12/03/2013 |
Si les japonais se posent la question de sortir complètement du nucléaire, le débat en France n’en est qu’à ses balbutiements. La centrale de Cattenom fait grand bruit. Peut-on vraiment sortir du nucléaire ?
François Drapier, président de l’association Sortons du Nucléaire-Moselle, nous répond.
Après un accident de nacelle survenu la semaine dernière, les activités ont repris à Cattenom, la centrale nucléaire mosellane. La question de l’arrêt de la centrale s’est intensifiée. Cattenom, en Lorraine, cela reste surtout des centaines d’emplois avant tout. Si les luxembourgeois et les allemands semblent être très actifs dans la lutte contre le nucléaire, les lorrains feraient plutôt profil bas. Fukushima et la catastrophe que le peuple japonais a connu fait peur. Mais est-ce suffisant pour stopper net le nucléaire ? Pour François Drapier, la réponse est évidente : Non. «Je suis encore un peu pessimiste, les gens ne sont pas prêts ici à sortir complètement du nucléaire. Les choses se sont tassées pour Fukushima. Une désinformation grandissante enveloppe cette catastrophe. La chose est désormais banalisée. Alors que la situation est critique là-bas».

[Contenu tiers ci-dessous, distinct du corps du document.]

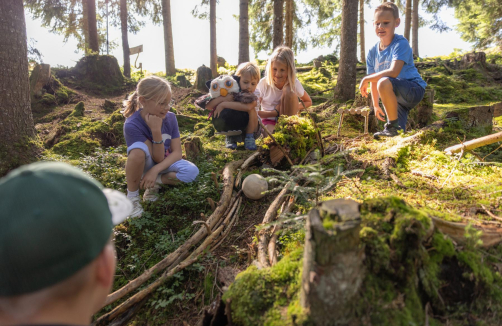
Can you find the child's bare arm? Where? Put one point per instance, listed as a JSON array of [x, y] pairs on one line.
[[214, 102]]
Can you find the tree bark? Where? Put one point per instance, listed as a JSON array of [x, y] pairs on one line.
[[85, 26], [16, 120], [244, 31], [415, 28], [168, 38], [361, 31], [93, 26], [333, 269], [125, 40], [212, 31], [407, 20], [289, 23], [346, 81], [278, 23]]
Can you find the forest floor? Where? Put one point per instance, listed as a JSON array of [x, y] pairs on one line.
[[465, 188]]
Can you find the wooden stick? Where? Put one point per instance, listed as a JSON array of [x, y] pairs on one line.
[[275, 141], [228, 181], [475, 143], [318, 131], [138, 297], [270, 215]]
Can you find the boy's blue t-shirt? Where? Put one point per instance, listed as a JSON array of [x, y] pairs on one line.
[[398, 49]]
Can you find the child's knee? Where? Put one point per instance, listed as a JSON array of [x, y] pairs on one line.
[[384, 83], [188, 172]]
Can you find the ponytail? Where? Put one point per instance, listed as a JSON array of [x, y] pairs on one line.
[[131, 105]]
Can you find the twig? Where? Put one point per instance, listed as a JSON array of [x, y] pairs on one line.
[[275, 141], [491, 214]]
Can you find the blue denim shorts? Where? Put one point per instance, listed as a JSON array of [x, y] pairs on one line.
[[408, 94]]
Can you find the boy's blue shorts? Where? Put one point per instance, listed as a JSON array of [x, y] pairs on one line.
[[408, 94]]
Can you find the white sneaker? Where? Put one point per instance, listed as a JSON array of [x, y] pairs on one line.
[[137, 210], [151, 194]]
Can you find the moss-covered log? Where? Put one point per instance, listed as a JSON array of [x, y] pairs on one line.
[[333, 263]]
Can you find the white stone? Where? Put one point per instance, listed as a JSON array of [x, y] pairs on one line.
[[254, 185]]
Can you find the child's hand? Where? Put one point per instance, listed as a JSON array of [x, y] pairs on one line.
[[148, 180], [363, 87], [153, 122], [218, 110], [379, 113]]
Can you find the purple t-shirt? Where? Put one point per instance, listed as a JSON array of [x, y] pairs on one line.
[[136, 130]]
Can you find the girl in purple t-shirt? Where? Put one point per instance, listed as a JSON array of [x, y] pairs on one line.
[[153, 143]]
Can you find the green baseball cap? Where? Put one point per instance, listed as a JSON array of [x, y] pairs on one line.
[[54, 220]]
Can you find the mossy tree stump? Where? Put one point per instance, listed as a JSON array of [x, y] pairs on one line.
[[333, 262], [203, 74]]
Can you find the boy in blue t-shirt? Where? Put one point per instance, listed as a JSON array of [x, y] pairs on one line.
[[392, 73]]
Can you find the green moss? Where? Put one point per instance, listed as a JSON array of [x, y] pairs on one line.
[[78, 111], [259, 296]]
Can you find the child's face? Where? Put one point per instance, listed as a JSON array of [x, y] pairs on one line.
[[248, 83], [154, 107], [279, 73], [385, 24]]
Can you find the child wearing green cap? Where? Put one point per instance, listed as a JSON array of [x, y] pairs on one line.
[[57, 257]]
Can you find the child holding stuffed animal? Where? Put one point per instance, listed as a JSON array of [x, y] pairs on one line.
[[234, 106], [279, 90]]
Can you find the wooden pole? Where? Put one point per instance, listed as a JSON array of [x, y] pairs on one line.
[[475, 143], [332, 263]]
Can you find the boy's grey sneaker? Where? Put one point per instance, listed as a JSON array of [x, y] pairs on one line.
[[388, 131], [230, 142], [137, 210], [250, 143]]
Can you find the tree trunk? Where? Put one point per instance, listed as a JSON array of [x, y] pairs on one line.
[[333, 269], [168, 38], [415, 28], [93, 26], [85, 26], [278, 23], [346, 81], [244, 31], [289, 23], [125, 40], [361, 31], [16, 120], [407, 20], [212, 31]]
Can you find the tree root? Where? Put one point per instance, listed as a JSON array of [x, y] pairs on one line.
[[182, 252]]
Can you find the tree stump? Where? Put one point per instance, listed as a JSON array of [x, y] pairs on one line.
[[39, 77], [333, 263], [202, 76], [193, 147]]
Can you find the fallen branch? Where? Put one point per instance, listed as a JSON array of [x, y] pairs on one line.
[[270, 215], [275, 141], [141, 295], [182, 251], [475, 143]]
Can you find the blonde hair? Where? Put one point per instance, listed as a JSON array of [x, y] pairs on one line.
[[249, 68], [286, 56], [388, 6], [151, 88]]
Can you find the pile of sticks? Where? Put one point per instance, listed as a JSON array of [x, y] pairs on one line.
[[212, 233]]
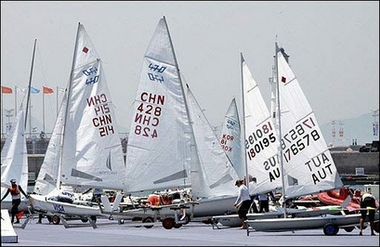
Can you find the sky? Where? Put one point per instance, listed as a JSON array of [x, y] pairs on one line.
[[333, 48]]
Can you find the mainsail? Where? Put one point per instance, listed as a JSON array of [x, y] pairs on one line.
[[91, 149], [230, 138], [159, 141], [14, 156], [261, 142], [214, 174], [307, 162], [46, 181]]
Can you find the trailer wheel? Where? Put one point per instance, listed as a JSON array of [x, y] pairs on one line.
[[50, 219], [137, 219], [349, 228], [84, 220], [330, 229], [168, 223], [177, 225], [55, 219], [147, 220], [93, 217]]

Le président de l’association est un peu déçu. «Les gens ne se rendent pas compte. Sous prétexte que l’on n’en parle plus beaucoup, le nucléaire n’est plus une menace. Alors que cela est tout le contraire. Autour de la centrale japonaise, plus de 50 km à la ronde, les gens se promènent avec un dosimètre pour mesurer leur taux de radioactivité». Un constat alarmant qui n’est pas sans rappeler les images du film “Tous Cobayes” réalisé par Jean-Paul Jaud avec Philippe Torreton. «Nous les avons rencontré dernièrement. Ils nous ont fait part de ce qu’ils ont vu là-bas. Les gens au Japon ont un taux millisievert très important. Plus de 40 à 50 m SV. Bien sûr ils ont fait des tentatives de décontamination. Mais qu’est-ce que cela fait ? La méthode est de gratter le sol et les murs de la centrale d’une dizaine de centimètres d’épaisseur, puis d’enfouir les déchets obtenus. Cela déplace le problème dans le sol, d’une part. Et d’une autre, 10 cm ce n’est pas assez pour enlever toute la radioactivité».
«Un accident par mois à Cattenom»
La situation de Cattenom préoccupe. D’un côté, il y a les frontaliers qui refusent les activités de la centrale. «Ils ne veulent pas payer pour nous. C’est compréhensible. Les Allemands et les Luxembourgeois ne veulent pas du nucléaire, ils n’ont aucune envie d’en subir les conséquences. Il faut savoir que le taux millisievert par an est 1 pour un an par personne. Les gens travaillant dans la centrale de Cattenom sont confrontés à un taux d’environ 10 m SV. Ce n’est pas rien». L’homme alerte. Son souhait n’est pas de mettre au chômage une grande partie de la population environnante.
«Je suis mosellan, j’habite à Marange-Silvange. Je suis moi-même exposé à la menace du nucléaire tous les jours. Situé à 30 km environ de la centrale, s’il arrive quelque chose, je serai concerné que je veuille ou non». Cattenom est la 7e centrale la plus puissante au monde. Avec plus d’une trentaine d’années d’activités, la centrale coûte cher. Il faut savoir que le nucléaire représente 2,8% de l’énergie au monde, et soit près de 20% de l’énergie en France. Arrêter le nucléaire entrainerait forcément une baisse économique. Voilà surtout le point épineux du problème, comme l’explique Mr François Drapier. «A Cattenom, il y a toujours eu des soucis de réacteurs. Cela coûte cher pour réparer chaque ennui, mais cela reste bénéfique, ou plutôt profitable pour l’entreprise. Cattenom n’est pas sûre comme certains lobbyistes le prétendent. On dénombre un accident par mois à la centrale. Ils sont plus ou moins cachés, et plus ou moins graves. Mais il ne faut pas attendre que cela soit pire». Pour résumer, les pensées de l’activiste, l’homme a une phrase bien à lui : «on fait un pari, on sait qu’il y a des dangers, mais on le fait quand même, on parie sur l’éternité. L’éternité, ce n’est pas si long pour certains. Pour d’autres, ce sera plus conséquent. Il faut savoir où l’on se situe».